In a statement, schools Chancellor Carmen Fariña praised the vote and “robust” community feedback.
“This is a critical step and we will continue working closely with schools to implement this plan and support families and educators during the transition,” she said.
While many parents and community members spoke in favor of the plan, others passionately argued it won’t do much to fix jam-packed schools or segregation.
Council members admitted the changes are a modest start toward greater school diversity. Though calls for large-scale integration plans failed to gain traction during the rezoning process, many council members on Tuesday committed to pursuing the issue longer-term.
“Our district is rich in diversity,” said council member Kimberly Watkins. “We have a lot to do.”
The plan is more than a year in the making. It follows a previous proposal that was tabled by city Department of Education officials after mounting opposition.
As approved, the plan shifts zone lines around high-performing P.S. 199, cutting some families from the Lincoln Towers community out of the boundary while including other new, luxury buildings. That has been one of the main points of contention, along with the move of P.S. 452 about 16 blocks south. P.S. 452 will take the place of P.S. 191, which is moving to a new building.
Parents at P.S. 452 were divided over the move. CEC members called for busing to be provided to ease the burden on families, and council chair Joe Fiordaliso said the city has committed to do so.
“I can’t think of anything that is more logical and reasonable,” he said.
Under the new plan, the zone for P.S. 191, which previously included much of the Amsterdam Houses public housing complex, will also be split among P.S. 199 and P.S. 452. CEC members and DOE officials hope the move will more evenly distribute the area’s poor and minority students among schools.
Many parents spoke up in support of that goal.
“I think sharing our school with lots of new families is a good thing,” said Hilda Blair, a parent at P.S. 452. “If we all do this together, I know we can be successful.”
It will take time to determine whether the plan works. P.S. 191 has underperformed on state tests compared with its neighbors, and parents unhappy with the zoning changes have threatened to transfer schools — creating concerns about potential overcrowding at P.S. 87.
“If this is an overcrowding nightmare, that’s on you,” Debby Saito, co-president of the P.S. 87 parent organization, told council members. “There will be less individual attention for students; There will be more exhaustion for teachers.”
Another sticking point: Residents in Lincoln Towers contend the city’s process and data used for the rezoning were both flawed, and have hired an attorney.
“Why is my child not worth you rolling up your sleeves to get the data right and get buy-in?” asked Elyse Reilly, a new parent whose son would be rezoned from P.S. 199 to P.S. 191.
CEC member Noah Gotbaum, who cast the lone vote against the rezoning, railed against the process undertaken to arrive at the final plan.

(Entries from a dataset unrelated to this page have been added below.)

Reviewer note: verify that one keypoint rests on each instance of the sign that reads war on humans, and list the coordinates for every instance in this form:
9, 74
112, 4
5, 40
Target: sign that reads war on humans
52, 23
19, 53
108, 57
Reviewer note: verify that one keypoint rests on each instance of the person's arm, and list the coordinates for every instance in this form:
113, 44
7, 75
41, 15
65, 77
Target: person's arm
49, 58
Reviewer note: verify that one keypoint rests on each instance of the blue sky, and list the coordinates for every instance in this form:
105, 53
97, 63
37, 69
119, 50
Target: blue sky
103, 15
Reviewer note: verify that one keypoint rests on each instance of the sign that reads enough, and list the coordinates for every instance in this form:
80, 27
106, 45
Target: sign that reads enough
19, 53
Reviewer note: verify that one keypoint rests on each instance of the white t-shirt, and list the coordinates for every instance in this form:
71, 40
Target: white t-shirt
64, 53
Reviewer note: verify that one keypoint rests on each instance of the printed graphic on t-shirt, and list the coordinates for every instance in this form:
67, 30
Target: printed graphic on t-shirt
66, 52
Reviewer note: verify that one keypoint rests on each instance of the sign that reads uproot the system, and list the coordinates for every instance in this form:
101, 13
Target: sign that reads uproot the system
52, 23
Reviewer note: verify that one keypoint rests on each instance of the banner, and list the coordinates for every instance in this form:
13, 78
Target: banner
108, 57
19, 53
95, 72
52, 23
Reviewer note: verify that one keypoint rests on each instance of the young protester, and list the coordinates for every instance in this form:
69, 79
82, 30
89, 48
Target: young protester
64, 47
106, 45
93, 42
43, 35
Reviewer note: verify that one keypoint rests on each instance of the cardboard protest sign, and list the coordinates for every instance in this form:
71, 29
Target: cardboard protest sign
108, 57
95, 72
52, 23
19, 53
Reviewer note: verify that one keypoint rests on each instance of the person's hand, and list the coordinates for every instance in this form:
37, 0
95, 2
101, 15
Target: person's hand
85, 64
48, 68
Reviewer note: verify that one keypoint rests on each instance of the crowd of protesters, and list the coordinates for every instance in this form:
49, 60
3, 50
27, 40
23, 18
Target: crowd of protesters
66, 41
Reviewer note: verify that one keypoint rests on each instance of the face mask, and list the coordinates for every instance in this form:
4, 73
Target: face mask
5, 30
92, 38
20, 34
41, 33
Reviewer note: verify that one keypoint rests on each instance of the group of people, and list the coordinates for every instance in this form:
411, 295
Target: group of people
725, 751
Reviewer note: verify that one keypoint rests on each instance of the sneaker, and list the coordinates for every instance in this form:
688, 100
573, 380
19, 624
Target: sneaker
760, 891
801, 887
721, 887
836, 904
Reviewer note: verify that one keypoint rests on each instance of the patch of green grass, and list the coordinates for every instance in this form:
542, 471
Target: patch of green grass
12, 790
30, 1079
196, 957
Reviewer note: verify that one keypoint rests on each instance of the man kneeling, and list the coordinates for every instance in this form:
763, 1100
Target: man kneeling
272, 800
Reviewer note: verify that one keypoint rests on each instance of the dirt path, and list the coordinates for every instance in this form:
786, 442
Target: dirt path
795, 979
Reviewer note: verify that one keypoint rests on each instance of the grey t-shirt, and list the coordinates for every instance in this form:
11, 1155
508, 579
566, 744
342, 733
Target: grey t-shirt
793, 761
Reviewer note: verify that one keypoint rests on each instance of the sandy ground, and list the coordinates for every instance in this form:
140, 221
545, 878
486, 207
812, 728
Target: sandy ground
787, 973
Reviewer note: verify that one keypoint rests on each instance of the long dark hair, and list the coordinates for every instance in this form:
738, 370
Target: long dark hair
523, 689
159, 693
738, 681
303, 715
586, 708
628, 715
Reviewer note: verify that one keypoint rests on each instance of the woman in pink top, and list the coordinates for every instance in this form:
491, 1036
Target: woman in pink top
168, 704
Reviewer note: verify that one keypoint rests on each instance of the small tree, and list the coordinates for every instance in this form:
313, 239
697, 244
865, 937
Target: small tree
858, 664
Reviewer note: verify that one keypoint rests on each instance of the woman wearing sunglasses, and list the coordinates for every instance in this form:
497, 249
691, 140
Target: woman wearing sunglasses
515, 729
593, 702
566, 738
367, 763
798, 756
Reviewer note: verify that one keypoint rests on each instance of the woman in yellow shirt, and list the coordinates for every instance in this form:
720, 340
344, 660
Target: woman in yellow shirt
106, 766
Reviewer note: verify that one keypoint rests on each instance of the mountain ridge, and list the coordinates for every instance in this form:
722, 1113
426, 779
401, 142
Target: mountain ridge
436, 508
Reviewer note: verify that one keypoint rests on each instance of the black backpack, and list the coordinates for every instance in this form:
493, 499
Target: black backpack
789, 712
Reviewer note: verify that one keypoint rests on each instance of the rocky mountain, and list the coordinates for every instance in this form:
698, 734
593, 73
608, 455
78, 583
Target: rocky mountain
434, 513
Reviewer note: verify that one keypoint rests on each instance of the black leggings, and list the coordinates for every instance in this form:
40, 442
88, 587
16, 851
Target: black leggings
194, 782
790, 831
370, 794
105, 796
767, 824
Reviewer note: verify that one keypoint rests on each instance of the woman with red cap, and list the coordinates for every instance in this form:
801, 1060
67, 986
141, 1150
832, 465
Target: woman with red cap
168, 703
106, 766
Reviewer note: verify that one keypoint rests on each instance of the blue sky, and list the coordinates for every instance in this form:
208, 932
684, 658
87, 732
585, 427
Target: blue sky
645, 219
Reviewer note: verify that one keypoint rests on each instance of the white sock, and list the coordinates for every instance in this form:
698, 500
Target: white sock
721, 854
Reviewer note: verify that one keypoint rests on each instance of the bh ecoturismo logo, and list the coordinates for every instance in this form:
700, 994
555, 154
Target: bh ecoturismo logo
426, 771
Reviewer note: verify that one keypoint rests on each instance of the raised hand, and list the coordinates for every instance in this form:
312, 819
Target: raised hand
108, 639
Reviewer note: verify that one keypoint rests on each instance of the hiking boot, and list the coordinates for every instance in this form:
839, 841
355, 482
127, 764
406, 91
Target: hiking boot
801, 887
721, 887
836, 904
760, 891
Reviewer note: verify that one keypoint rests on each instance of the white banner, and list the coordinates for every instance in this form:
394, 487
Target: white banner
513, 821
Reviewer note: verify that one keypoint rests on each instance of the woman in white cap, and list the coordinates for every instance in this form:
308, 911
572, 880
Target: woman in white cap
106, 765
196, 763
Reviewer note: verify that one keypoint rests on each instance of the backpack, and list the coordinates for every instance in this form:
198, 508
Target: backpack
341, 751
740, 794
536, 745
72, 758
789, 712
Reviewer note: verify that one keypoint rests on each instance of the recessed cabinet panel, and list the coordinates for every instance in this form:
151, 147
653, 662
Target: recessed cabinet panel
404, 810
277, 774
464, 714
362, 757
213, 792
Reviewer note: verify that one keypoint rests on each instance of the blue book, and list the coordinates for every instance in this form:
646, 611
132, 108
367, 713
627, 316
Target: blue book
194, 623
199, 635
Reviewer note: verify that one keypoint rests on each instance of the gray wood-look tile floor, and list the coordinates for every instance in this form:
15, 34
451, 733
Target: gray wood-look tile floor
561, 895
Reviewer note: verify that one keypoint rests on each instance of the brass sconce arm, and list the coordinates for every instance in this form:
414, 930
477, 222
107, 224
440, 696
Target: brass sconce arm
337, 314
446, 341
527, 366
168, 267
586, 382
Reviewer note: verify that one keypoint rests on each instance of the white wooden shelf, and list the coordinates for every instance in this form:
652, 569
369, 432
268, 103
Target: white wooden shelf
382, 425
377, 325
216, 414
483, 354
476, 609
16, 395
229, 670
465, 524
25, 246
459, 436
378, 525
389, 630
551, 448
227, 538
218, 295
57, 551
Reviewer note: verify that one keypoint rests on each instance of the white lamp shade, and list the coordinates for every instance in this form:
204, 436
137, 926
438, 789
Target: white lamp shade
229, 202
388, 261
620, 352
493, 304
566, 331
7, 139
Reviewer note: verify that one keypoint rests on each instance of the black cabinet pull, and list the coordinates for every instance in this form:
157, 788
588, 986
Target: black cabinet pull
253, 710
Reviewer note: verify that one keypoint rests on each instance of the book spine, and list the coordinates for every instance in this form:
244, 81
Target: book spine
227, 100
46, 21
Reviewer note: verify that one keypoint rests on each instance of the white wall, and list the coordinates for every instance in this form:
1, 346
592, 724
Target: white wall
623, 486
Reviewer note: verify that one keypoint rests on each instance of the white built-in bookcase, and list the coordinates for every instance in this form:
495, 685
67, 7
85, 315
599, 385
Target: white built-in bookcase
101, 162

The council has been accused of violating open meetings laws when it created its own rezoning proposal and submitted it in a letter to city officials.
“I’m glad we’re changing the zoning. That’s a good move,” Gotbaum said. “But the collateral damage was never discussed… The chaos this council is going to create is real.”

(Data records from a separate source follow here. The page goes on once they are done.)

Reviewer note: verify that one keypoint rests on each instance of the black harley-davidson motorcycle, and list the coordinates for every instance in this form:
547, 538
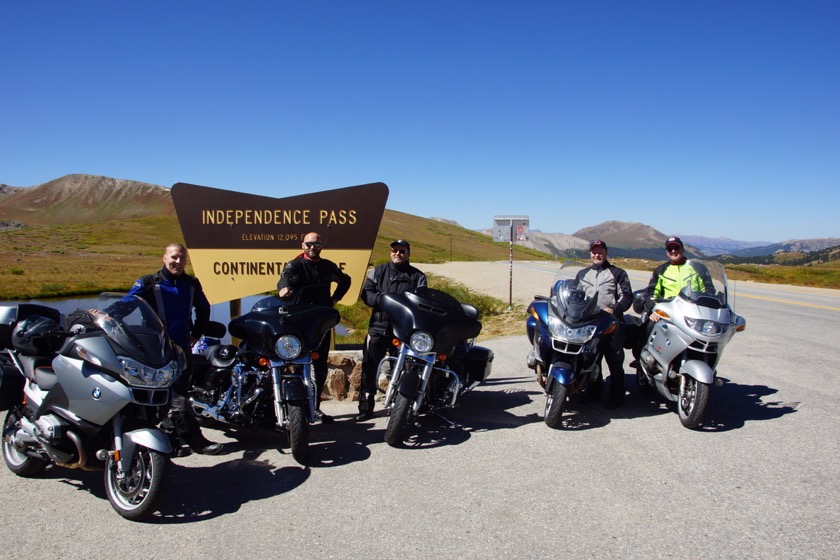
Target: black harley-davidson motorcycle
268, 380
90, 396
437, 360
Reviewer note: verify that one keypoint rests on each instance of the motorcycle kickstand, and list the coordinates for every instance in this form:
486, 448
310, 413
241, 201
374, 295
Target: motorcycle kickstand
452, 424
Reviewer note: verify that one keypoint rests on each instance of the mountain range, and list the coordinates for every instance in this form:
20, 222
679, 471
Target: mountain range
85, 198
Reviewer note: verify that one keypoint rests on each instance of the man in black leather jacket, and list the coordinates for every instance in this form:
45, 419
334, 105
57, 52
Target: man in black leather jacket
175, 295
309, 269
614, 297
394, 277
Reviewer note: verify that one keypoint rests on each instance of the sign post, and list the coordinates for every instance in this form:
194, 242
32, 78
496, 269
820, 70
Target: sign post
239, 243
503, 230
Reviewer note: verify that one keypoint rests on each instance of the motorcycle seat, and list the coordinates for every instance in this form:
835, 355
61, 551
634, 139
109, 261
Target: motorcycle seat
30, 364
470, 310
45, 377
222, 356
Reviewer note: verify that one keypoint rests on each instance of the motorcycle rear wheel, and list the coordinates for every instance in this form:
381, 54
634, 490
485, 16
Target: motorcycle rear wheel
138, 495
298, 432
692, 402
18, 462
397, 421
555, 402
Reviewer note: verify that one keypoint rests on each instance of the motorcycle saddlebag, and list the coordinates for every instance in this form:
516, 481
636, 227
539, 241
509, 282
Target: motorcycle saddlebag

A separate vote on a plan to rezone schools in Harlem was put on hold Tuesday. The CEC had asked for changes in zone lines in the northern end of the district after city officials announced their intention to merge P.S. 241 STEM Institute of Manhattan. But parents there have had little time to weigh in on the proposal, which was announced two weeks ago.
Ultimately, Tuesday’s vote is likely not the end of this debate, which has raised larger questions about how desegregation can be achieved if parents fight to preserve the status quo.
“The change we need to make is really big,” said council member Dennis Morgan. “We need to change our understanding of what a good school is, and I don’t know how to do that yet.”